I read an interesting article recently about how angry outbursts can be an indicator of depression. Apparently, nobody’s really been looking at anger as a marker for depression, but there’s a fair amount of evidence correlating the two. I can say with certainty that I related to the subjects in the article as I was reading it, and the things I’m digging up in this meditation practice seem to support the main point of the article (at least for me).

After I pulled my body back into the proper position for some intentional breathing things evened out again.

Earlier today I heard back from the admissions folks at the University in Vienna, and they seem to have confirmed that many of my plans are viable (still not assuredly in, but it was good news). I also got a job offer to barback at a Michelin Star restaurant on the weekends, so that’s pretty fuckin’ cool. As I write this, I’m sipping scotch and thawing a steak to enjoy in my clean apartment.

Life is alright, but clearly there’s some stuff that needs sorting out. More tomorrow, probably. And the next day. And the day after that.

And probably the day after that, too.

Sitting and Breathing: Day 15

I can’t say I was pumped to start today’s meditation, titled Meditation On Calling Up Negative Emotion (doesn’t exactly “call up” a lot of enthusiasm, right?). After procrastinating in the form of the Ted Bundy documentary out on Netflix, I finally sat myself down, reread the instructions about three or four times so I was doing the right things in what I imagined would be turbulent waters, and dove in (or sat, rather).

Per the instructions, I spent the vast majority of the time trying to conjure up emotions by examining my memories of the recent and distant past, and replaying those scenes in my head to try and illicit an emotional response.

My dog being a dick on our walks? Well he was just nervous and excited. The recent passing of my grandmother? Well she lived a long, happy life, and she knew I loved her very much. My personal and professional failures? Well I was young and I feel like I’ve learned a lot since then. My meditative practice over the last two weeks had me shooting myself in the foot today. Each time I put myself in a time and a place where emotions ran high, my mind quickly followed it up with a rationalizations, justifications, or explanations of circumstances. To put it differently, I wasn’t feeling anything.
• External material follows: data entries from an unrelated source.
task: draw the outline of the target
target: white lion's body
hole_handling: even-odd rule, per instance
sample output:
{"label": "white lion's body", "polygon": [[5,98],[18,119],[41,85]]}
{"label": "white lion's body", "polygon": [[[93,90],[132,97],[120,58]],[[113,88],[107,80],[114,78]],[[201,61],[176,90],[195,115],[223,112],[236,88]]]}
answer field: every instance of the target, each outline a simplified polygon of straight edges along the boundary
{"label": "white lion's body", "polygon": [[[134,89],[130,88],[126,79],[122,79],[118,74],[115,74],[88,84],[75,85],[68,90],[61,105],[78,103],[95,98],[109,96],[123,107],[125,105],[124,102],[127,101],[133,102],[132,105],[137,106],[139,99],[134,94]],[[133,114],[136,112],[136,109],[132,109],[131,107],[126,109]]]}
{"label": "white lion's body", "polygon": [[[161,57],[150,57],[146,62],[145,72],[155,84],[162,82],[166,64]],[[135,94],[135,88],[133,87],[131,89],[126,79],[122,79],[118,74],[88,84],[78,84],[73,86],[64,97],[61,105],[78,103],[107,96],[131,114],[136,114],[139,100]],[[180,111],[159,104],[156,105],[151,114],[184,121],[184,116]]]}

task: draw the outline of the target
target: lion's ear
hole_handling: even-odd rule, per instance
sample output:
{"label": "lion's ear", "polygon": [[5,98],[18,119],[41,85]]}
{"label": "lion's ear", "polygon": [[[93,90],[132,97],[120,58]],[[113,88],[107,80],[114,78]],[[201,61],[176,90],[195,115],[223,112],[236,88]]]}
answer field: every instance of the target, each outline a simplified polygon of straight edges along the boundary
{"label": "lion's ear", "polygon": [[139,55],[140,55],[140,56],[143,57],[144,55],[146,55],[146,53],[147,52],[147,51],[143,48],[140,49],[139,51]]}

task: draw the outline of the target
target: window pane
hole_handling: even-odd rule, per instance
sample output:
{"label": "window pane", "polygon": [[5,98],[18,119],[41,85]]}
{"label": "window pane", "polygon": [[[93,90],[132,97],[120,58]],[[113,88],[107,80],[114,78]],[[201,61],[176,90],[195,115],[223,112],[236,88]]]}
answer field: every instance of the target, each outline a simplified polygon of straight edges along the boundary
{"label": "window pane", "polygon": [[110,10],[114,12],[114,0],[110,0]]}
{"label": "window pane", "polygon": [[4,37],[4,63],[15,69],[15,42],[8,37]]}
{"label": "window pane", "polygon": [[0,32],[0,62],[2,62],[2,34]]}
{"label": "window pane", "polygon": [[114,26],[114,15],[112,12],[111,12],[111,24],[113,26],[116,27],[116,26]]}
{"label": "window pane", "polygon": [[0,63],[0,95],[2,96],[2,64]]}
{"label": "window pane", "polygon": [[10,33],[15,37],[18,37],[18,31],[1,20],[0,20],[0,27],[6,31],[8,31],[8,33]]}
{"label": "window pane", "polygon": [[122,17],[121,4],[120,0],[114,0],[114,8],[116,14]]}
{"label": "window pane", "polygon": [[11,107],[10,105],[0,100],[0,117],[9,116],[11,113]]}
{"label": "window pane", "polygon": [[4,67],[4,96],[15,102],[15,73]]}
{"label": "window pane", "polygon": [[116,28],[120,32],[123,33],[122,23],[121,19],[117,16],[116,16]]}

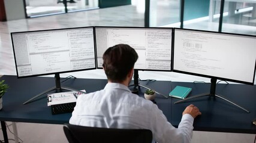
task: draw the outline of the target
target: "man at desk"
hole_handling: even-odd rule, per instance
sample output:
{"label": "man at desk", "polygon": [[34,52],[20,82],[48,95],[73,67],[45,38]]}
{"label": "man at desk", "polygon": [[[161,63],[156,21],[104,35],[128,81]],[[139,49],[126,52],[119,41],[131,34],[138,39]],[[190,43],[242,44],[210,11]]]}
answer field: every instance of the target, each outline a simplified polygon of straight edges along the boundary
{"label": "man at desk", "polygon": [[[128,86],[138,58],[128,45],[109,48],[103,55],[103,69],[108,83],[104,89],[80,96],[70,123],[109,128],[147,129],[158,142],[190,142],[194,119],[201,114],[193,105],[188,106],[178,128],[150,101],[133,94]],[[97,85],[95,85],[97,86]]]}

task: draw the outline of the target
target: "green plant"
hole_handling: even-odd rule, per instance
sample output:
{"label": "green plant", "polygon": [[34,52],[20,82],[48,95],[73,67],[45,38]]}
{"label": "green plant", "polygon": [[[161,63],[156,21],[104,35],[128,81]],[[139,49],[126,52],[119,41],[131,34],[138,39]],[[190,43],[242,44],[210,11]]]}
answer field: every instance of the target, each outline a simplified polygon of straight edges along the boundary
{"label": "green plant", "polygon": [[155,91],[153,89],[147,89],[145,91],[145,94],[147,95],[153,95],[155,94]]}
{"label": "green plant", "polygon": [[0,98],[7,91],[9,86],[7,84],[4,83],[4,80],[0,82]]}

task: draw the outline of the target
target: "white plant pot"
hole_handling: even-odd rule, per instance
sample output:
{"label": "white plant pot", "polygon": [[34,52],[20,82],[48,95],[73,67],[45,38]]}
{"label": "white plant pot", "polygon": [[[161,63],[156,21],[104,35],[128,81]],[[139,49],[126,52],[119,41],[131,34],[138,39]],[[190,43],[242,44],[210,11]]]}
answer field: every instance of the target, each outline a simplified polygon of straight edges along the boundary
{"label": "white plant pot", "polygon": [[155,100],[155,93],[152,95],[147,95],[146,94],[144,94],[144,97],[145,97],[146,100]]}

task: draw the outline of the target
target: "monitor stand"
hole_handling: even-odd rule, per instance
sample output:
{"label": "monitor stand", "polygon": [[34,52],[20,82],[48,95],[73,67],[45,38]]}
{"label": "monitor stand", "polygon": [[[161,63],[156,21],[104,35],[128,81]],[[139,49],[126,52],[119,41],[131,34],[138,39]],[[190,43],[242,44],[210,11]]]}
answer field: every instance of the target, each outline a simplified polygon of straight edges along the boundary
{"label": "monitor stand", "polygon": [[[130,89],[131,91],[135,94],[138,94],[138,88],[139,87],[142,87],[144,88],[145,89],[151,89],[150,88],[144,86],[144,85],[141,85],[139,84],[138,83],[138,70],[135,70],[134,69],[134,72],[133,73],[133,79],[134,79],[134,84],[133,85],[129,85],[129,87],[130,86],[134,86],[132,89]],[[156,91],[155,91],[155,92],[156,92],[158,94],[159,94],[163,97],[164,97],[165,98],[168,98],[169,96],[168,95],[164,95]]]}
{"label": "monitor stand", "polygon": [[35,95],[35,97],[32,97],[32,98],[29,99],[29,100],[26,101],[26,102],[23,102],[23,105],[26,104],[28,103],[30,103],[31,102],[33,101],[34,100],[35,100],[35,98],[47,93],[49,92],[50,91],[56,90],[56,92],[62,92],[62,89],[65,89],[65,90],[68,90],[68,91],[77,91],[77,92],[83,92],[86,94],[86,92],[83,92],[83,91],[80,91],[79,90],[76,89],[73,89],[73,88],[71,88],[69,87],[65,87],[65,86],[62,86],[61,87],[61,77],[59,77],[59,73],[56,73],[55,74],[55,87],[52,87],[50,88],[49,89],[48,89],[47,90],[43,91],[40,94],[38,94],[38,95]]}
{"label": "monitor stand", "polygon": [[235,104],[233,102],[230,101],[230,100],[227,100],[226,98],[225,98],[225,97],[222,97],[221,95],[215,94],[216,83],[216,82],[217,82],[217,79],[216,79],[212,78],[210,79],[210,93],[206,92],[206,93],[200,94],[198,94],[197,95],[195,95],[195,96],[193,96],[193,97],[186,98],[185,98],[183,100],[182,100],[178,101],[177,102],[175,102],[174,104],[183,102],[187,101],[188,101],[189,100],[194,99],[194,98],[197,98],[201,97],[209,96],[210,97],[213,97],[213,98],[218,97],[218,98],[221,98],[222,100],[225,100],[225,101],[227,101],[227,102],[230,102],[231,104],[233,104],[233,105],[234,105],[237,106],[237,107],[239,107],[239,108],[243,110],[244,111],[246,111],[247,113],[249,113],[249,111],[248,110],[245,109],[244,108],[242,107],[241,106],[237,105],[237,104]]}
FEEL SOMETHING – ANYTHING – GODDAMMIT! I heard my inner voice screaming.

Finally, I got angry with myself for not being able to do this right, and I pounded my fists on my thighs and exhaled violently. That break in my physical composure (up to that point, I had been sitting with [nearly] perfect meditative posture and stillness) was enough to let the emotion itself run through my body. My shoulders tensed, my brow furrowed, I clenched every muscle in my body as hard as I possibly could. Rage ran freely inside of me, then I was exhausted by the effort, and allowed a moment to refocus on my breath and come back to center.

My back straightened, and after some doing, I was able to relax all of my muscles throughout my body and face. Huzzah! I thought to myself. I gave myself a little mental pat on the back, then focused on my breathing again. If it worked with anger, maybe it’d work with another emotion. I gave it a shot with sadness, but I got nothing. So I reworded it as loneliness, and that struck a nerve.

I felt my insides hollow out as I repeated the word to myself. I imagined the loving embraces I’ve experienced in my life, and thought about how long it’s been since I’ve had that, and how nice it would feel. There’s a sweetness to that sadness, in that it’s centered around a beautiful memory and a warmth that aren’t present in that moment. I felt exhausted again, and I let my head droop down. One single tear streamed down my right cheek (like in a fuckin’ movie), and I brought myself back to center.

I finished my meditation just focused on my breath. I felt lighter than when I started – more airy. Also thirsty. Tomorrow will be positive emotions. I’m excited to see if I will have similar difficulties tomorrow.